Whatever reasons anyone might have for leaving Bellevue today, a dearth of retail and entertainment would not be among them. The Freeman family has kept up with the city's growth since the '40s, not merely by expanding Bellevue Square, but also by putting up additional projects nearby. The culmination was the opening last month of the first phase of Lincoln Square, a 1.4 million-square-foot, mixed-use center across the road from Bellevue Square.
Lincoln Square offers 250 stores, 41 restaurants and 700 hotel rooms, and its 10,000 free parking spaces are equivalent to about a quarter of all the parking available in downtown Seattle. Furthermore, the center is linked to the older projects by walkways, creating a powerful concentration of retail and leisure.
Freeman Sr.'s son, Kemper Freeman Jr., predicts that Lincoln Square will become a regional draw. To that end, Bellevue-based Kemper Development has launched a three-year regional marketing campaign in newspapers, magazines and radio stations, includes plane-ticket giveaways, discounted hotel rooms and shopping and dining gift certificates.
Freeman's ambitious statement is no stretch, observers say. "Kemper has picked some destination retailers that aren't otherwise in the Northwest, such as The Container Store, and I think people will come from all over to visit," said Richard F. Outcalt, a partner at Seattle-based Outcalt & Johnson: Retail Strategists.
The project's timing is impeccable, Outcalt says. Bellevue, the state's third-largest city, is rapidly changing from a sleepy bedroom community 20 minutes from downtown Seattle into a metropolis in its own right. The "center of gravity" for employment is shifting away from Seattle and toward Bellevue, he says.
"The company is investing in Bellevue," said Outcalt. "[Freeman] is essentially trying to turn Bellevue into a destination. And if anyone can make it succeed, Kemper can, because it's a company that invests in the long term."
The area's booming economy is certainly helping. Although the technology industry bust of the late 1990s hurt, the city now boasts solid employment levels, thanks to the strong financials of some of the companies that call the area home: Amazon.com, Starbucks, Microsoft. With money pouring in through the likes of these, retailers have been hard-pressed to keep up, says Outcalt.
Besides Container Store, Lincoln Square's 310,000 square feet of retail space includes Thomasville Home Furnishings. It "is almost entirely leased," said Freeman. The retail mix is designed to appeal to the affluent community of Bellevue, whose yearly household income averages $90,000.
The residential portion contains a 42-story Westin hotel and 148 luxury condominiums, all of which have been sold. Freeman says the apartments brought in between $200,000 and $4 million, "the highest average price of any condo project north of San Francisco."

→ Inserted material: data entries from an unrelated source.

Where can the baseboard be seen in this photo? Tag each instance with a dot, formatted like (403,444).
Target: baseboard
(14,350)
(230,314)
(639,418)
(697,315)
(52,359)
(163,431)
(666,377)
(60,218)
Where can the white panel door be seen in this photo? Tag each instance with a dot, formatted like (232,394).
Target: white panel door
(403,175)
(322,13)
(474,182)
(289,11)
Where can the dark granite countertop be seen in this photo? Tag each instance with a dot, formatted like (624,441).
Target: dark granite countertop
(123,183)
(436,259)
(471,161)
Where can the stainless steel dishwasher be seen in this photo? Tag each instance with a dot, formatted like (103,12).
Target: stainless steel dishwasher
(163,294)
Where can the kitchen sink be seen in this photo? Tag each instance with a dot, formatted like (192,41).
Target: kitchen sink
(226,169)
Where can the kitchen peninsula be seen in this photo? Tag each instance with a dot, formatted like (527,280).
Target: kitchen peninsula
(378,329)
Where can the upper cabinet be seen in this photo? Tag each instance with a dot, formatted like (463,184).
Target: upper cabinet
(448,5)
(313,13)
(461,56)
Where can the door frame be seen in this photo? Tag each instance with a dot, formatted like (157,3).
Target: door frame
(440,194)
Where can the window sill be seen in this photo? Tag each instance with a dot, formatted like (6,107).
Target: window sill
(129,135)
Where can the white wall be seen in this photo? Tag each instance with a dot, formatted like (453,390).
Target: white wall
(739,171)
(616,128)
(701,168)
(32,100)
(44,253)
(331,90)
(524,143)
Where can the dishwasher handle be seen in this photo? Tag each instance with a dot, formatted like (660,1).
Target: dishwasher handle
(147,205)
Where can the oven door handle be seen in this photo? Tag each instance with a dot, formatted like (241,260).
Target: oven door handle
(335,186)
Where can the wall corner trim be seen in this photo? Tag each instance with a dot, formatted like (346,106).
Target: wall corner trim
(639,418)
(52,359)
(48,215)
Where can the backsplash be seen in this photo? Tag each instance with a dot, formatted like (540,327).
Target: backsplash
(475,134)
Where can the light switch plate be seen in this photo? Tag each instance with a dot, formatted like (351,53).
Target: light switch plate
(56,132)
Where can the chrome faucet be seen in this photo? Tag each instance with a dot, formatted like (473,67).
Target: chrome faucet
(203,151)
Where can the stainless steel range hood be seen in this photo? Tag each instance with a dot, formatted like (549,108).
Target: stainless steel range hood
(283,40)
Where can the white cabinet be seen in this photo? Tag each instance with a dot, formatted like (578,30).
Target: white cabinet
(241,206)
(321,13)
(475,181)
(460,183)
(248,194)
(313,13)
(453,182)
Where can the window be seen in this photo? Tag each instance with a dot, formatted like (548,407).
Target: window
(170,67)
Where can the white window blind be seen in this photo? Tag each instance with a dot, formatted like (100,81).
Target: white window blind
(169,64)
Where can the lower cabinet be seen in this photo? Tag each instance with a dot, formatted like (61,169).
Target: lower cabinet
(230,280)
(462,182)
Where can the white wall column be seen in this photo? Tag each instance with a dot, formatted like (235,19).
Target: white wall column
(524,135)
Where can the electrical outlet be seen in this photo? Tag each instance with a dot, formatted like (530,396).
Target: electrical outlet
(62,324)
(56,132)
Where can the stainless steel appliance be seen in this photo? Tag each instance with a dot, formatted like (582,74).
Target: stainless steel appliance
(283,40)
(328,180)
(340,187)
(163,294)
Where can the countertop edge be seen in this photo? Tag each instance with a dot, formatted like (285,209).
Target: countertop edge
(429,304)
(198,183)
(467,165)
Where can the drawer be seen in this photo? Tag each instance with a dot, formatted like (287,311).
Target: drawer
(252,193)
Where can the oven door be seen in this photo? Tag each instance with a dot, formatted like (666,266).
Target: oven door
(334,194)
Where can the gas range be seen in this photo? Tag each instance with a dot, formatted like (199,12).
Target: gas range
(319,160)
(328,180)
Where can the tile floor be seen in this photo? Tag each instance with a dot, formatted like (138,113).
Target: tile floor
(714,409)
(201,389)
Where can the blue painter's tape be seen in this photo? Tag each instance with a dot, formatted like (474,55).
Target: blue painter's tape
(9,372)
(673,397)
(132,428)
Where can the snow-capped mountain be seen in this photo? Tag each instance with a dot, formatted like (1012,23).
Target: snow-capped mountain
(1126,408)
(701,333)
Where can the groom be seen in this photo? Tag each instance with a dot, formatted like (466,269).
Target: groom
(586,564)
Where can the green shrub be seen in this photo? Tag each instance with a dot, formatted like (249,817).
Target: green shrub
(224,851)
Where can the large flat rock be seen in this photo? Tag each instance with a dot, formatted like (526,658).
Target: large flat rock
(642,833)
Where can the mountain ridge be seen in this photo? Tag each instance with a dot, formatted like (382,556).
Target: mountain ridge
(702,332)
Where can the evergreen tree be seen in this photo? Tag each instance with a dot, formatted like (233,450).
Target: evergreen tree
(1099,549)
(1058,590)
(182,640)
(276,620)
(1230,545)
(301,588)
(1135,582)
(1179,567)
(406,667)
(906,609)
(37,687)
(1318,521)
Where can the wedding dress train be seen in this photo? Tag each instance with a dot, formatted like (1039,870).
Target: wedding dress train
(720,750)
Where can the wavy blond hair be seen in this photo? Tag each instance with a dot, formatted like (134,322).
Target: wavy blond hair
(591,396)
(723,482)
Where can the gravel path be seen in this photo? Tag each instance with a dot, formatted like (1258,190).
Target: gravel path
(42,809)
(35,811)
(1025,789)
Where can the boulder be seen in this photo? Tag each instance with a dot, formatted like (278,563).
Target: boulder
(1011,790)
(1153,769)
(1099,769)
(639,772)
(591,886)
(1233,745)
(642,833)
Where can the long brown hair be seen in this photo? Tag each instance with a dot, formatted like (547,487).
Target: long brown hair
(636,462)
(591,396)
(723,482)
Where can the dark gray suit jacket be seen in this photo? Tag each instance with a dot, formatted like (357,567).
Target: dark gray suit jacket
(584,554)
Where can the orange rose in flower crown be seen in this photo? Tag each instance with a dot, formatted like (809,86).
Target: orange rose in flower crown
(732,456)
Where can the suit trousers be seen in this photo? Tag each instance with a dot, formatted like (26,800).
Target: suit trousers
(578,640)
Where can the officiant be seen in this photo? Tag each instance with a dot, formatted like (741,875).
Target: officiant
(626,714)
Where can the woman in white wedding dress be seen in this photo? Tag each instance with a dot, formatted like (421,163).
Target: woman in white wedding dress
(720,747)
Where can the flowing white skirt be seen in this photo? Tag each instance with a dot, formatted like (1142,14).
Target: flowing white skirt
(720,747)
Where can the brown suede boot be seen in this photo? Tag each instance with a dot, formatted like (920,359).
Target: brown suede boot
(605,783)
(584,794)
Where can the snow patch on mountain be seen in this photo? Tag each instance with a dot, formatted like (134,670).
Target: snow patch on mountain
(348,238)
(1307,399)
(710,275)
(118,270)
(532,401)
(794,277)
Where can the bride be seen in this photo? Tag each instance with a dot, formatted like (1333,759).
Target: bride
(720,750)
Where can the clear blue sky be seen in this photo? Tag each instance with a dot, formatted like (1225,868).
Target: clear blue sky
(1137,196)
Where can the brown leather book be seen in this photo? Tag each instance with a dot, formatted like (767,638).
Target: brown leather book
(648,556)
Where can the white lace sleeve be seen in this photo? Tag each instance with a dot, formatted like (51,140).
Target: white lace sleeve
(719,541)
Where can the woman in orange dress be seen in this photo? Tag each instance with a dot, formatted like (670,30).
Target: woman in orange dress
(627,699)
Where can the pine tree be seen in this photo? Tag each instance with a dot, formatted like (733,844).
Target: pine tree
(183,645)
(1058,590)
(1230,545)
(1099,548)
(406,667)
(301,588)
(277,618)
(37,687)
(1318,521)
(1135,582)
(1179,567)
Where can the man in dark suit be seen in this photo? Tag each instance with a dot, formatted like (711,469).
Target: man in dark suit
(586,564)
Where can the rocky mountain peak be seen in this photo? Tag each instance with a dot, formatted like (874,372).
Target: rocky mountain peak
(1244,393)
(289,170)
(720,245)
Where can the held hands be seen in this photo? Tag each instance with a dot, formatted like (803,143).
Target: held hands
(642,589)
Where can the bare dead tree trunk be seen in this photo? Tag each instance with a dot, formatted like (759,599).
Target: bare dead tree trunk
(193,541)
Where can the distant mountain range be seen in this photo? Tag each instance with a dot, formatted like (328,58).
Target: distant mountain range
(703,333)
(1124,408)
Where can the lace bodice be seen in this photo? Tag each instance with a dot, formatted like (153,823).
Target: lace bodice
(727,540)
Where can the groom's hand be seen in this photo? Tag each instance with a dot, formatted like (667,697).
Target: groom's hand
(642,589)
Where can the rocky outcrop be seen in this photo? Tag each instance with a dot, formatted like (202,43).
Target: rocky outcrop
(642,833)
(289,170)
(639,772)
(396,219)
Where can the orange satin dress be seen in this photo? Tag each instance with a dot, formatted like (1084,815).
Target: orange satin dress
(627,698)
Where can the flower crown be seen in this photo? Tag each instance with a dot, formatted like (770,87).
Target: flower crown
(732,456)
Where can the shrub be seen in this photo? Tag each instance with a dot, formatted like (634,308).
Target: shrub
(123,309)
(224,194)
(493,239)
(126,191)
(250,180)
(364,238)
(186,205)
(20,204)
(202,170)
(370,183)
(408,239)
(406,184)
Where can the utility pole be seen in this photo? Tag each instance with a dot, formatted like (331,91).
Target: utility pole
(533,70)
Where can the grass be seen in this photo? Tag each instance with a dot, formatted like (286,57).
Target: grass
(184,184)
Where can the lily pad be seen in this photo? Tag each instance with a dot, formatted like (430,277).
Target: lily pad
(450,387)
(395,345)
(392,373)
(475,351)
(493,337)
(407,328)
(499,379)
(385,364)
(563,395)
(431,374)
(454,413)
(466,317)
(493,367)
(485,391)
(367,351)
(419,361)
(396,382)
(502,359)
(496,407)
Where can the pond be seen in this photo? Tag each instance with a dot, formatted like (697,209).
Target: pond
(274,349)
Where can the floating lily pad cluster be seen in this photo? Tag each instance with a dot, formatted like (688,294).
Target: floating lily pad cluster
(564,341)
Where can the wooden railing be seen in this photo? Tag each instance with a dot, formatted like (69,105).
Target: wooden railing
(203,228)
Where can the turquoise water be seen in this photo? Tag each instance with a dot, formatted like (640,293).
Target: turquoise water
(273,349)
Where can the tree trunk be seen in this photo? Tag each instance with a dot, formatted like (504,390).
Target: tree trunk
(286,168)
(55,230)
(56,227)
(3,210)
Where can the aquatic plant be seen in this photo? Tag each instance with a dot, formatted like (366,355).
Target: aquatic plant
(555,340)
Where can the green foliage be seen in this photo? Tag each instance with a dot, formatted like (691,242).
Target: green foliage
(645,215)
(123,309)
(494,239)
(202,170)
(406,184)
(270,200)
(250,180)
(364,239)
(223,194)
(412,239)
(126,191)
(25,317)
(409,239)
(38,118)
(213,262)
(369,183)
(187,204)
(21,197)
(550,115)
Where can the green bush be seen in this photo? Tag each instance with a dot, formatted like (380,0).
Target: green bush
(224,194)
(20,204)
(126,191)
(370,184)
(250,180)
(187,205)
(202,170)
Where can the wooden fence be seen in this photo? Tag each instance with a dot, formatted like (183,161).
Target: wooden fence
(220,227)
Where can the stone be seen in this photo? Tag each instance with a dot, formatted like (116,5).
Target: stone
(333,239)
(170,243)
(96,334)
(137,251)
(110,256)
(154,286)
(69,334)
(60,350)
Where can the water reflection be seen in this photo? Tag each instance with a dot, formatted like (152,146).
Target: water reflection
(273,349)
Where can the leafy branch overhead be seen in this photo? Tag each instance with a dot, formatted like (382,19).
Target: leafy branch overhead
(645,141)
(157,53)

Glass walkways connect the center to the 1.2 million-square-foot Bellevue Square, which earns $600 per square foot, and to Bellevue Place, a 500,000-square-foot mixed-use project to the north that opened in 1989. Freeman says he plans to market the three as a single entity called The Bellevue Collection.
It was not smooth sailing for the $500 million Lincoln Square, at least not until Kemper Development got involved. The previous owners broke ground in 2000, but work stopped in 2002 with the tech industry implosion, leaving an underground, five-level parking garage unfinished and the foundations and columns for a pair of high-rise towers exposed. Freeman acquired the property for $40 million and restarted the construction in 2003. Lincoln Square is not scheduled for completion until mid-2007, when a 27-story office tower is slated to open.
Freeman says he was pleased with the crowds Lincoln Square drew on opening day. "We've been overwhelmed by the response," he said.
Those War Manpower commissioners would probably be overwhelmed too.